En effet, Benoît XVI va être accusé de lier la foi musulmane à la violence, de critiquer le djihad et le Prophète. Dans les jours qui suivent le discours de Ratisbonne, de violentes réactions éclatent dans le monde musulman. En Irak et en Somalie, les représailles contre les chrétiens font plusieurs morts. En Palestine, des cocktails Molotov sont lancés contre les églises de Naplouse et la plus vieille église orthodoxe de Gaza est victime d'attaques armées et d'un jet de grenade. Pour beaucoup, la citation de Manuel II est une provocation, dont le pape aurait pu se passer.

Vous le pensez aussi ?

Je crois davantage à une maladresse. La citation n'était pas très heureuse. Il est vrai qu'il aurait pu choisir un texte mettant en scène un musulman face à un musulman. Il aurait ainsi évité cette opposition frontale. Malgré tout, c'est un homme cultivé et parfaitement conscient de la diversité des courants de l'islam. Il sait qu'on ne peut pas prendre en considération l'islam dans sa totalité et que son discours n'était pas destiné à l'ensemble des musulmans, mais aux dérives que peut engendrer l'extrémisme.

Les intellectuels et religieux n'ont pas tardé à répondre...

Les réactions sont arrivées de partout. Certains, comme Dalil Boubakeur, le président du Conseil français du culte musulman, ont appelé à une clarification. D'autres, comme les Oulémas de l'université Al-Azhar du Caire, fustigent "l'ignorance" du pape "qui attribue à l'Islam ce qui ne lui appartient pas". D'autres encore, comme l'Aga Khan, chef de la branche ismaélite, tout en redoutant une dégradation des relations entre chrétiens et musulmans, y voient une occasion de crever l'abcès. Le pape va revenir plusieurs fois sur ses propos à partir du 17 septembre et s'excuser pour le malentendu. Je pense vraiment qu'il considérait avoir fait un discours subtil, et qu'à aucun moment il n'imaginait qu'on puisse se focaliser ainsi sur une petite partie du propos.

Il ouvre ensuite des réunions de travail au Vatican...

En effet, peu de temps après la réponse du pape, la commission sur le dialogue interreligieux au Saint-Siège, présidée par le cardinal Tauran, invitait les principaux représentants de l'islam et de l'Église catholique. On sait très peu de choses de ces réunions qui se tiennent à huis clos, mais on sent bien que quelque chose est en train de se passer. La maladresse de Ratisbonne a certes eu des conséquences tragiques dans le monde arabe, elle n'en restera pas moins à l'origine de cet échange imprévu et fructueux entre les deux religions.

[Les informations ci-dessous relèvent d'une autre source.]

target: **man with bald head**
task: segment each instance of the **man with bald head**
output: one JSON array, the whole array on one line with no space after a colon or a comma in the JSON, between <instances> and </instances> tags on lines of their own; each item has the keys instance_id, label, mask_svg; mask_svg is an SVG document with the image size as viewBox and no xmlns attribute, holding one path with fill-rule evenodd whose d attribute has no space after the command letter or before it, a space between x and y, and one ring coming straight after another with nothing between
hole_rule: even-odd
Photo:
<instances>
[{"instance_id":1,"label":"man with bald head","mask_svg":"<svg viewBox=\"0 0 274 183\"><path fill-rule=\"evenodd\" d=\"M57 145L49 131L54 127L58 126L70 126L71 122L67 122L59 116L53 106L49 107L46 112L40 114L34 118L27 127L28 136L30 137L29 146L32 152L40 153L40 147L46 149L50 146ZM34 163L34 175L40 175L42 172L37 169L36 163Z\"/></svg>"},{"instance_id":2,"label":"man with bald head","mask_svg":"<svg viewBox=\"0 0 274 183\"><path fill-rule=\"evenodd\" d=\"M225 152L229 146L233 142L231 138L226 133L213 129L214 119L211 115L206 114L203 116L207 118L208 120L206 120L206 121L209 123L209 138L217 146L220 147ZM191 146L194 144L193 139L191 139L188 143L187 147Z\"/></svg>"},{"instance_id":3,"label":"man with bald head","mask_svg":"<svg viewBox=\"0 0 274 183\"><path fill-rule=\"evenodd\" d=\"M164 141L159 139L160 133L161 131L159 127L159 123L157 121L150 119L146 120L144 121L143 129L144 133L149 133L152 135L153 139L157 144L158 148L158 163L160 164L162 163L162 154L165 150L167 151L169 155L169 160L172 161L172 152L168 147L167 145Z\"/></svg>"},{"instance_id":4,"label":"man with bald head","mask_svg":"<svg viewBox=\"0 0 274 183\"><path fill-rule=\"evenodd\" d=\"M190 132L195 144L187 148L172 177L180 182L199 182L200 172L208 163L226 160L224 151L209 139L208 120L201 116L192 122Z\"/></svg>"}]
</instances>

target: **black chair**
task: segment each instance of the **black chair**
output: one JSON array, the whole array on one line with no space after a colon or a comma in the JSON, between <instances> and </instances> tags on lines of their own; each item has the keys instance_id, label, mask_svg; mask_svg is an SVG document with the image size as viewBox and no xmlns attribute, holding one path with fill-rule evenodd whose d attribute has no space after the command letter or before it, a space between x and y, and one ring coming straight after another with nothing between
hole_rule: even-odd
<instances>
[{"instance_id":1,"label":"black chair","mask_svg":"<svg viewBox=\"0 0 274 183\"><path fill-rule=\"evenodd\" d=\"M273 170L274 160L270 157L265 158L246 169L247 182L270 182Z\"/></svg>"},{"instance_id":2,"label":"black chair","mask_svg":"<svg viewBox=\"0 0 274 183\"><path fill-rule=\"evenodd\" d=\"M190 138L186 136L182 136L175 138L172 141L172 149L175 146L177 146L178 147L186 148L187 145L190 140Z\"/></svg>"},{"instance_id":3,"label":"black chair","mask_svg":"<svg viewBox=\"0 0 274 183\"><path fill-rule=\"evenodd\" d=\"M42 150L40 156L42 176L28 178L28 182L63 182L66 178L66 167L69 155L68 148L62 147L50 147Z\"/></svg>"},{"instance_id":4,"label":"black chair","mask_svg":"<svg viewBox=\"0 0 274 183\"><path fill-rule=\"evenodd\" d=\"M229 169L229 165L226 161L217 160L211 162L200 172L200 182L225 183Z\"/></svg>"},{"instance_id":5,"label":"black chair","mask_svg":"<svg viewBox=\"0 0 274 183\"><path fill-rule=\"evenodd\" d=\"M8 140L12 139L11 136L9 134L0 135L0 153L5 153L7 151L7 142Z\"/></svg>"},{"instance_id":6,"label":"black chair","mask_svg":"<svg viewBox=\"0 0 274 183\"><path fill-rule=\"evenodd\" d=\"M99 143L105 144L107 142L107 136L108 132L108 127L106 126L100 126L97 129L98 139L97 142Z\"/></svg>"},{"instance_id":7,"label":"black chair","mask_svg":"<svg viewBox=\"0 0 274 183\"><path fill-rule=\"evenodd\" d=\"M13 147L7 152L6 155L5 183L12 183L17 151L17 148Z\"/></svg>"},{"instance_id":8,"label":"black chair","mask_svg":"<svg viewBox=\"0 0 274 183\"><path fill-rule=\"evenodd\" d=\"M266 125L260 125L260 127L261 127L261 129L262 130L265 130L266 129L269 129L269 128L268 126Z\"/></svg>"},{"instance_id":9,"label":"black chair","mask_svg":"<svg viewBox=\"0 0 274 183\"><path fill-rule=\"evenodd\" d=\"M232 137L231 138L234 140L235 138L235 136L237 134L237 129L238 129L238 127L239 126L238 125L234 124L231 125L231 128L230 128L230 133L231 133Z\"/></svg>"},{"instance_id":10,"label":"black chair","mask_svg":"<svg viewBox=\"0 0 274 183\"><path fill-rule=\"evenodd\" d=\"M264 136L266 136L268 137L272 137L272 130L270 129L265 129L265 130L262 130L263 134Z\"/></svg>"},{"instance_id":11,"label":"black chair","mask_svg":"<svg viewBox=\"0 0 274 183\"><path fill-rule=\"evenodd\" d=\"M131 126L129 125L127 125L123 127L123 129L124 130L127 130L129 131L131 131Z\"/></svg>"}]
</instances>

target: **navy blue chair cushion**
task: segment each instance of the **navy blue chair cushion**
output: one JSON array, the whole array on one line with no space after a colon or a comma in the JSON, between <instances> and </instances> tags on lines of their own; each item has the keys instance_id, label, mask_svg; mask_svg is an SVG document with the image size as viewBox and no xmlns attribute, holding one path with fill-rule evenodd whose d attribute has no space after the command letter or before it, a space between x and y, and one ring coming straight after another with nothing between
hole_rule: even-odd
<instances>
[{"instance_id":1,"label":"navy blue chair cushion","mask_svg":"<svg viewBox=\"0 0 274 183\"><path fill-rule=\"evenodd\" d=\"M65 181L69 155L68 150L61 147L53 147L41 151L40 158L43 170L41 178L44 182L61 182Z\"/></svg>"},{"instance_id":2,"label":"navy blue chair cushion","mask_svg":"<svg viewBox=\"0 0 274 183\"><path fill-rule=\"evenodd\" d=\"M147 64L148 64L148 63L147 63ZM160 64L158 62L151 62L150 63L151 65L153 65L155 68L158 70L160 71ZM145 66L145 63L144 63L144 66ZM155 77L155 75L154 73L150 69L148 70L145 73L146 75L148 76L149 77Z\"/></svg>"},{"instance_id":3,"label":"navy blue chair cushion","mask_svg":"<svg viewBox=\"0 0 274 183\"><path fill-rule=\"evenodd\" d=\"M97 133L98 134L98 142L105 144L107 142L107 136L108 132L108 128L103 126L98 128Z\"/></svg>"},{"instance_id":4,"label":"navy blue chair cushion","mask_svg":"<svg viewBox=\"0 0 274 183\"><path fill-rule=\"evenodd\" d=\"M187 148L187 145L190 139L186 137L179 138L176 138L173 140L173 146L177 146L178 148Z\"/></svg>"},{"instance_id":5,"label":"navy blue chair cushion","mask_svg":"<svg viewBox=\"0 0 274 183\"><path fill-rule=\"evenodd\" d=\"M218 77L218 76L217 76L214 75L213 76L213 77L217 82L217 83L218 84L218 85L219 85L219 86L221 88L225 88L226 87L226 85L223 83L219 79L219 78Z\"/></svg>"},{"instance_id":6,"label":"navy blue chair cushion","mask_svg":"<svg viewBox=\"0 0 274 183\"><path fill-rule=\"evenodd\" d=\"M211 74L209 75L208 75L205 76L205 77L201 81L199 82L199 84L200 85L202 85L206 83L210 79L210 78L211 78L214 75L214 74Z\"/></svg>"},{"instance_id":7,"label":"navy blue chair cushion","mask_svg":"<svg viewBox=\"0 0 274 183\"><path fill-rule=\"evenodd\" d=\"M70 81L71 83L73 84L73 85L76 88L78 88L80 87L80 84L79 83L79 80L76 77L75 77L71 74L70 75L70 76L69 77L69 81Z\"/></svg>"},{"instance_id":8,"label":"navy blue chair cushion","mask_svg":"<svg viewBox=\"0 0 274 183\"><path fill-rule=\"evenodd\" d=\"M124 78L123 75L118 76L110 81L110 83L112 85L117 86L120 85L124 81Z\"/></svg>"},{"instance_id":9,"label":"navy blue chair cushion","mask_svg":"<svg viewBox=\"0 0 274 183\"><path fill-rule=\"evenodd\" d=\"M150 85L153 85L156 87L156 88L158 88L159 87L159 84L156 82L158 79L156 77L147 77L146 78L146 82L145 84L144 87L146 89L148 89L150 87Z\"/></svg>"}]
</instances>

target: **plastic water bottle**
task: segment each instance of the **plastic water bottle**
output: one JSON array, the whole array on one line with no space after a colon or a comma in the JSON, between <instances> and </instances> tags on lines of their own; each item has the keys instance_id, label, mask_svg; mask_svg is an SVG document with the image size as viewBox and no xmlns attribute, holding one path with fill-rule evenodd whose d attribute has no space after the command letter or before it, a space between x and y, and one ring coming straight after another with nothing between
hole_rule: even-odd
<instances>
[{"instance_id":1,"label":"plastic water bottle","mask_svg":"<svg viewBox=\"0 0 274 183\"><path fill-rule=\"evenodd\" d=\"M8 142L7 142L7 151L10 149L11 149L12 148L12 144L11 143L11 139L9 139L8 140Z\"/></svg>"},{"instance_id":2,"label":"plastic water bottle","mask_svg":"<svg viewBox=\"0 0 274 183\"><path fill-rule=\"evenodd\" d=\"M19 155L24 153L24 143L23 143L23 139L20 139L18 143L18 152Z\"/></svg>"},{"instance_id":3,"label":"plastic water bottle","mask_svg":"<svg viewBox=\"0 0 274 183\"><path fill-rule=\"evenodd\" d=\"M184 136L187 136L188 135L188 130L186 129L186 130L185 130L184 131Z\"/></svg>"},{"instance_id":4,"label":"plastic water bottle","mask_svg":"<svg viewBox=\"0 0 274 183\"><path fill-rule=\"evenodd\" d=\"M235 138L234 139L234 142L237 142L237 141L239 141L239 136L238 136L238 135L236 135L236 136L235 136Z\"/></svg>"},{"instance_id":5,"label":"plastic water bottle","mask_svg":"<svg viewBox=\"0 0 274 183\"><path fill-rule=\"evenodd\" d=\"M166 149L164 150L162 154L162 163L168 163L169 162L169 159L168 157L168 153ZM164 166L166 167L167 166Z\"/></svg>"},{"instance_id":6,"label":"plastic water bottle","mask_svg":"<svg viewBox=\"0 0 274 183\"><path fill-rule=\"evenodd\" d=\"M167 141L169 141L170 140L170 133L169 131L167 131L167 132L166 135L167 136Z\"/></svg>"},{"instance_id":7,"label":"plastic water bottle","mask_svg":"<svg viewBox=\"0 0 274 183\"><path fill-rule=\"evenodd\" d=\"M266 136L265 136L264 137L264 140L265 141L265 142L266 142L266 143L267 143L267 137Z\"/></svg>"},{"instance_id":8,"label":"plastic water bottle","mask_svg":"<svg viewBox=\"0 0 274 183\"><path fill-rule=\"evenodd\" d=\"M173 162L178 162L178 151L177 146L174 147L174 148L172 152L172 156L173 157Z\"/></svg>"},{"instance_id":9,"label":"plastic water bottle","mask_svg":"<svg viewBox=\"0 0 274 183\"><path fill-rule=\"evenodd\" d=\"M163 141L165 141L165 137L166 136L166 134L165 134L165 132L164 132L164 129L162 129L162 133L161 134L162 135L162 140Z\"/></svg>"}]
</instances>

Le voyage pontifical en Turquie en novembre 2006 symbolise-t-il cette nouvelle relation ?

Le déplacement avait été prévu avant le discours de Ratisbonne, et, malgré les émois suscités dans le monde arabe, n'a pas été remis en cause. Ce qui est relativement courageux étant donné que le discours de Ratisbonne visait précisément à préparer celui d'Ankara pour aborder l'histoire tourmentée des relations entre chrétiens et musulmans turcs. Benoît XVI mise alors davantage sur le petit geste et la symbolique, comme le faisait très bien son prédécesseur Jean-Paul II, plutôt que sur de grands discours. Et il a raison. L'image du pape s'arrêtant quelques instants pour méditer dans la mosquée Bleue, incarne parfaitement le nouveau tournant de l'Église.

Y a-t-il eu un avant et un après Ratisbonne ?

Je pense que Benoît XVI est devenu beaucoup plus prudent. À partir de 2006, il ne cite plus l'"islam" en tant que tel et préfère s'adresser aux "musulmans". Ses discours importants sont d'ailleurs, en général, bien plus rares. Comme s'il avait peur d'une nouvelle erreur d'interprétation. Son successeur va bien entendu devoir tenir compte des changements opérés, et avancer sur le chemin sinueux de la réconciliation.